Scientists may at last have uncovered the truth behind a mystery that is 65 million years old. According to findings presented at the 44th Lunar and Planetary Science Conference in Texas, a research team from Dartmouth College in New Hampshire claims that the dinosaurs, and about 70 percent of all other species on Earth, were wiped out by a piece of a comet.
It has long been suspected that a cataclysmic event occurred about 65 million years ago in what is now the Yucatan Peninsula of Mexico. The region’s 180 kilometer-wide Chicxulub crater – first discovered in 1978 by an oil company geologist – has been identified since 1990 as the site of a devastating impact, but scientists have not been in agreement over what kind of space rock might have caused it.
Drill samples taken from a thin layer of the rock strata known as the K- Pg boundary have given scientists a good idea about the size of the pre-historic explosion, and the most common theory to date has been that this worldwide layer of iridium and osmium-rich sediment was created by an asteroid about 13 kilometers across.
However, the Dartmouth College team argues that the layer was caused by a smaller, but faster moving object, or in other words, a comet. A new analysis of the data suggests that an asteroid of the size proposed by previous studies would have deposited more iridium in the layer. According to researcher Jason Moore, “You’d need an asteroid of about 5km diameter to contribute that much iridium and osmium. But an asteroid that size would not make a 200km-diameter crater. So we said: how do we get something that has enough energy to generate that size of crater, but has much less rocky material? That brings us to comets.”
The secret is that comets move much faster than the vast majority of asteroids, and an impact from one about half the size of an asteroid would have produced the same size explosion.

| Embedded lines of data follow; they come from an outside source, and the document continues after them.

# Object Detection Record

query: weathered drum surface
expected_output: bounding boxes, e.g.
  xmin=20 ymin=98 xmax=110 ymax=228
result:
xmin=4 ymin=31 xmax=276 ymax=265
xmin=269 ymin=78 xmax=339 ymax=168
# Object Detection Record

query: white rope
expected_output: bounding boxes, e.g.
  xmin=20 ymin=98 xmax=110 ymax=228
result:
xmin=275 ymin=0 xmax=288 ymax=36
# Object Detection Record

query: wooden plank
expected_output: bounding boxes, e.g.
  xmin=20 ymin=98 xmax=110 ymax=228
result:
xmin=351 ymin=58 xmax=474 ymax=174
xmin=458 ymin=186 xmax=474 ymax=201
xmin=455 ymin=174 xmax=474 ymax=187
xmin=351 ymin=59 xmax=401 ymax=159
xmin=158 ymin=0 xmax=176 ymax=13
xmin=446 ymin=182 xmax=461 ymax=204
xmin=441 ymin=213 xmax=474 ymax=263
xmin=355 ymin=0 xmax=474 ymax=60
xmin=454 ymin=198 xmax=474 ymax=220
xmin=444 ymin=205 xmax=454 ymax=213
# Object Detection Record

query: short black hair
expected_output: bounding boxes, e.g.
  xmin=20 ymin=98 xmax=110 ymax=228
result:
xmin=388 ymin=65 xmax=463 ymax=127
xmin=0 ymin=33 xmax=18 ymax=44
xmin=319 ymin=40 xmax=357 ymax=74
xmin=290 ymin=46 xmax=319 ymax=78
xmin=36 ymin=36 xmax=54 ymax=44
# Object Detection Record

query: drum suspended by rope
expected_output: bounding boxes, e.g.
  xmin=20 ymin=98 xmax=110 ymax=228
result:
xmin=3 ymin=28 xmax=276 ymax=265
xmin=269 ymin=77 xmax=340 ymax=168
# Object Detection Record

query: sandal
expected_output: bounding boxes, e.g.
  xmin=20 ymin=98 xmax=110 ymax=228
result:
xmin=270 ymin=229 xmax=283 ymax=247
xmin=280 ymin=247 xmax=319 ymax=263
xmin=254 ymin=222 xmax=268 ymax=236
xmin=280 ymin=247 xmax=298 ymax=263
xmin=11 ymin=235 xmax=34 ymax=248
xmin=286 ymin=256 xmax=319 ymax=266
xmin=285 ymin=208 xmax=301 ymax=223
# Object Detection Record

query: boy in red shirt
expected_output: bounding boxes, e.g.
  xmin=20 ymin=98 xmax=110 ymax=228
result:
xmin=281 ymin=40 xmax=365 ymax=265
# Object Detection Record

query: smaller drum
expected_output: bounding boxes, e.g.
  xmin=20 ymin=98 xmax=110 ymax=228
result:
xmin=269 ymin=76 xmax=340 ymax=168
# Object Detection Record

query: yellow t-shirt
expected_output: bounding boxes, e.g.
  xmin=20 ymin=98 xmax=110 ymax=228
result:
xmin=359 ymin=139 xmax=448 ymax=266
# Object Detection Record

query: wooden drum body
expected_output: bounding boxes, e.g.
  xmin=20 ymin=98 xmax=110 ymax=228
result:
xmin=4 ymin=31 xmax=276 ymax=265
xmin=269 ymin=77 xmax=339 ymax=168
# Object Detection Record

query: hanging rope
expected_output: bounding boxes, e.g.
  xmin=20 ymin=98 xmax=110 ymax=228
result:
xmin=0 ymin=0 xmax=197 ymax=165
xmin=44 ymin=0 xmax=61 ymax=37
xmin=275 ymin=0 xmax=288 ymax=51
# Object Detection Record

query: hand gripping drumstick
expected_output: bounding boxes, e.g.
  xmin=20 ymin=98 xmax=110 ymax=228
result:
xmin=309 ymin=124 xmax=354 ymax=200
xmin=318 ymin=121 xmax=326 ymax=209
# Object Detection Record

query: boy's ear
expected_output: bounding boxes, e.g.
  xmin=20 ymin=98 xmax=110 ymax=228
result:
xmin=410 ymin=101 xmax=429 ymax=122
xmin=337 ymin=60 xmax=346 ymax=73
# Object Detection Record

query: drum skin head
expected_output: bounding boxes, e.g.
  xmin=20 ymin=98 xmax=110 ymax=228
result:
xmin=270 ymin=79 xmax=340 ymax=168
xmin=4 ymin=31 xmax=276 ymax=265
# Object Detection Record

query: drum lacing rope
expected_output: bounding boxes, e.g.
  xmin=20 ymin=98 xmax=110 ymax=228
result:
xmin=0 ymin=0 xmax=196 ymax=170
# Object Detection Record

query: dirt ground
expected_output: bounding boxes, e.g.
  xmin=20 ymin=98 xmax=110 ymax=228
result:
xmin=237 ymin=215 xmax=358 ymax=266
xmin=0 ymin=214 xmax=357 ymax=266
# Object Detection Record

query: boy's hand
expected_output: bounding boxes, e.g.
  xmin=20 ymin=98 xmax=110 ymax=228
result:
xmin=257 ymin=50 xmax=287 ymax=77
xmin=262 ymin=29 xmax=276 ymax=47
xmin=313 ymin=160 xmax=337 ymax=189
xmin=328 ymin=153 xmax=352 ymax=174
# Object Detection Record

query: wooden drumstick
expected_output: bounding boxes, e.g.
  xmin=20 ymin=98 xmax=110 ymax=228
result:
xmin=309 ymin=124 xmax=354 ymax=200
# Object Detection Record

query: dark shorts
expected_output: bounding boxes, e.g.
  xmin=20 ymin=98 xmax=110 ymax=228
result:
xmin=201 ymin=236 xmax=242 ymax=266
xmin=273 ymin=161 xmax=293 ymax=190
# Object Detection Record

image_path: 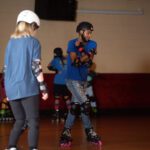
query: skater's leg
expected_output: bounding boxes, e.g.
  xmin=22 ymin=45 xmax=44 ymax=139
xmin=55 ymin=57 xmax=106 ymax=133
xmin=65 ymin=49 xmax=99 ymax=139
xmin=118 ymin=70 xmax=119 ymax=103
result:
xmin=8 ymin=100 xmax=26 ymax=148
xmin=23 ymin=95 xmax=39 ymax=150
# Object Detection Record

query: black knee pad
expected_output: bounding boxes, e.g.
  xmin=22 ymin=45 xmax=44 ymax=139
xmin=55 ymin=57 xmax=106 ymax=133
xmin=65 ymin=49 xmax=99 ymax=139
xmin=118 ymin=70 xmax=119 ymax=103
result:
xmin=81 ymin=101 xmax=91 ymax=115
xmin=28 ymin=118 xmax=39 ymax=128
xmin=70 ymin=102 xmax=81 ymax=116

The findings have sparked a great deal of interest from the scientific community. Dr Gareth Collins, an expert on impact craters from London’s Imperial College, has described the research as “thought-provoking”. He is sceptical, however, that the size of the impactor can be accurately gauged from geochemistry. Dr Collins maintains that it is impossible to tell how much of the impact material was scattered globally and not ejected back into space or deposited close to the crater.
Nevertheless, these new proposals offer a compelling explanation for the cause of worldwide natural disasters – including fires, earthquakes and tsunamis – that must have ended the reign of the dinosaurs. It is also a cautionary tale for everyone currently living on Earth. The Cosmos is a busy place, and what happened 65 million years ago could one day happen again.